Ese día, Nelli había llevado a
Ulrike Meinhof (Anna o Rana) al aeropuerto, junto con Irene Görgens (Peggy) y
Brigitte Asdonk (Clara). A Ulrike le habían encargado la expansión de la banda
por la RFA. A su regreso del aeropuerto, las tres mujeres fueron a casa de
Renate Hubner pero, claro, se encontraron con los doce polis.
Dos días después, los
supervivientes de la redada de la Popo se reunieron en el apartamento de la
pareja Raspe-Herzog. Todos estuvieron de acuerdo en que, con la caída de
Mahler, había caído su número uno. Sobre quién debería sustituirlo, la cosa no
estaba tan clara.
Sin embargo, Andreas Baader dio el paso
al frente.
Se me olvidó comentar una cosa que aquí tocas por encima: lo sorprendente que resulta ver cómo la mayoría de estos tipos eran normalísimos. Incluso las circunstancias de su radicalización fueron por circunstancias personales a su manera prosaicas, ¿cuántos en este mundo habrán tenido infancias como las de Gudrun Ensslin o cuántas mujeres se ven en las circunstancias de Ulrike Meinhoff, pero en absoluto son terroristas? Es un tópico ya que, cuando detienen a alguien por crímenes muy sonoros, sus vecinos declaren que "saludaba siempre en el pasillo".

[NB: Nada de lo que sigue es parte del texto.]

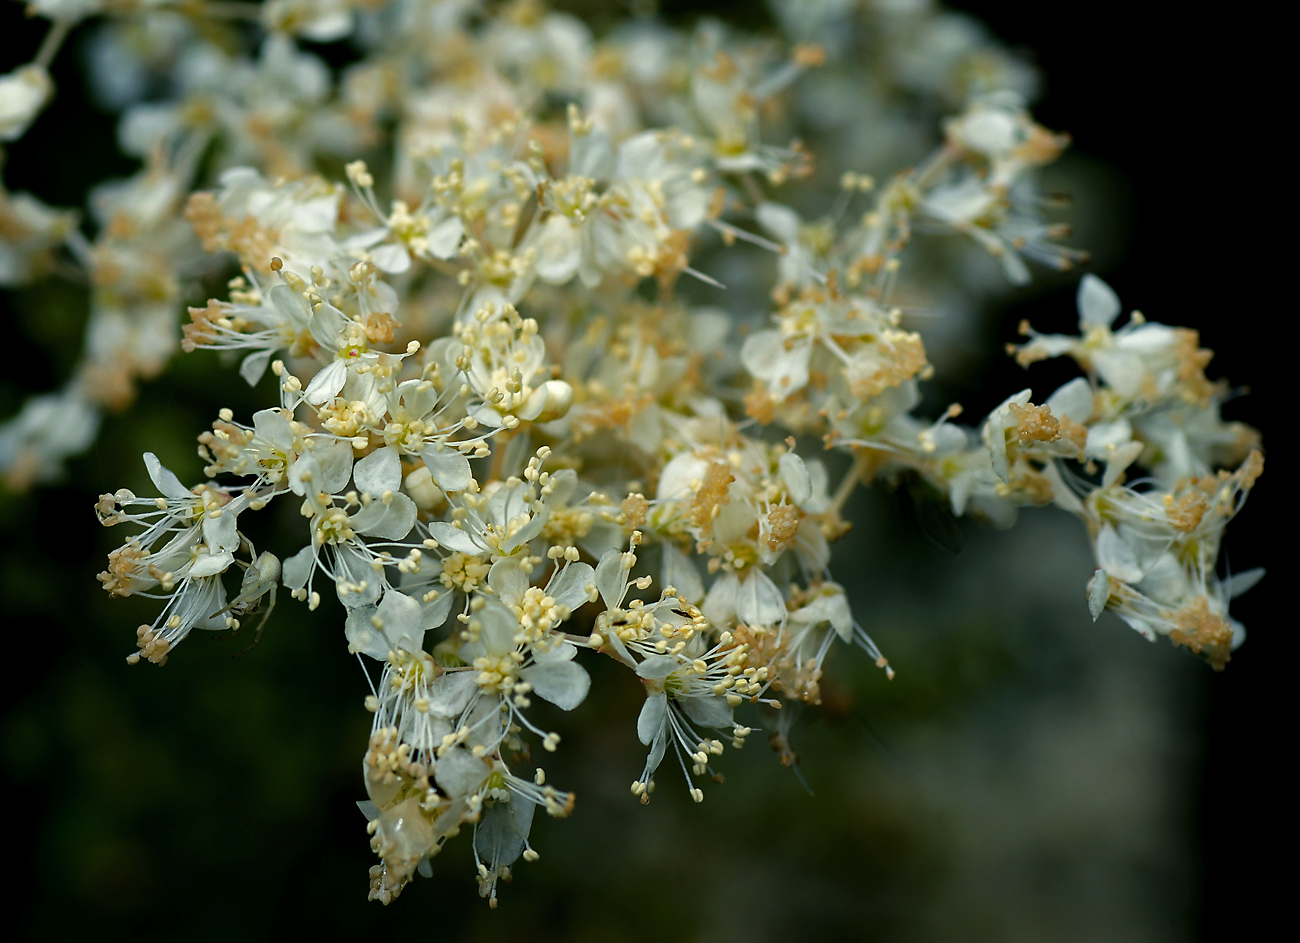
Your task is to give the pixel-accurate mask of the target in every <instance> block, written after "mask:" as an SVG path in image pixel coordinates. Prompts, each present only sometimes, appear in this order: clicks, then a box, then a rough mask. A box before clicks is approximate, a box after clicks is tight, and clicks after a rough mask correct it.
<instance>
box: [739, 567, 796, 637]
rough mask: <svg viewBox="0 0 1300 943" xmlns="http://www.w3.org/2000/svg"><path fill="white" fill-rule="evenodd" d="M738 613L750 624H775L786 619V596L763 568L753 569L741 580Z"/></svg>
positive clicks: (773, 625) (751, 625) (781, 621)
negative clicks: (776, 587) (754, 569)
mask: <svg viewBox="0 0 1300 943" xmlns="http://www.w3.org/2000/svg"><path fill="white" fill-rule="evenodd" d="M736 615H738V617H740V619H741V620H742V622H745V623H748V624H750V626H755V624H758V626H775V624H777V623H780V622H783V620H784V619H785V598H784V597H783V596H781V591H780V589H777V588H776V584H775V583H772V579H771V578H770V576H768V575H767V574H764V572H763V571H762V570H751V571H750V572H749V575H748V576H746V578H745V579H744V580H742V581H741V584H740V589H738V591H737V593H736Z"/></svg>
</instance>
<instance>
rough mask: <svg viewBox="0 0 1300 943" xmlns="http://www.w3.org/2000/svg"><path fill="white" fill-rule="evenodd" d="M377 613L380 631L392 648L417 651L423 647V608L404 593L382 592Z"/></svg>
mask: <svg viewBox="0 0 1300 943" xmlns="http://www.w3.org/2000/svg"><path fill="white" fill-rule="evenodd" d="M377 615H378V617H380V623H381V631H382V632H383V636H385V637H386V639H387V640H389V645H391V646H393V649H394V650H396V649H400V650H403V652H419V650H420V649H421V648H424V610H421V609H420V604H419V602H417V601H416V600H412V598H411V597H409V596H407V594H406V593H399V592H396V591H395V589H390V591H389V592H386V593H383V601H382V602H380V609H378V613H377Z"/></svg>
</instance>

ResponderBorrarHace ya bastantes años leí un artículo en el que se afirmaba que el perfil típico del terrorista de un grupo jerárquico es alguien que en su vida normal es responsable hasta el sacrificio, lo que tiene lógica teniendo en cuenta que se arriesga por una causa (demencial a veces, eso sí). Baader es de hecho el raro aquí, porque ya antes de radicalizarse era un quinqui y de hecho tengo la sensación de que, si hubiera intentado entrar en cualquier grupo terrorista ya formado, no le habrían permitido hacer nada importante por su carácter irresponsable hasta la estupidez.
Y ahora que va a tomar el liderazgo, me figuro que eso va a parecer la TIA de Mortadelo y Filemón... ¡Ya el número del abrigo abandonado con las llaves del coche tiene guasa!
Yo creo que este tema que apuntas quien más y mejor lo ha analizado ha sido Hannah Arendt.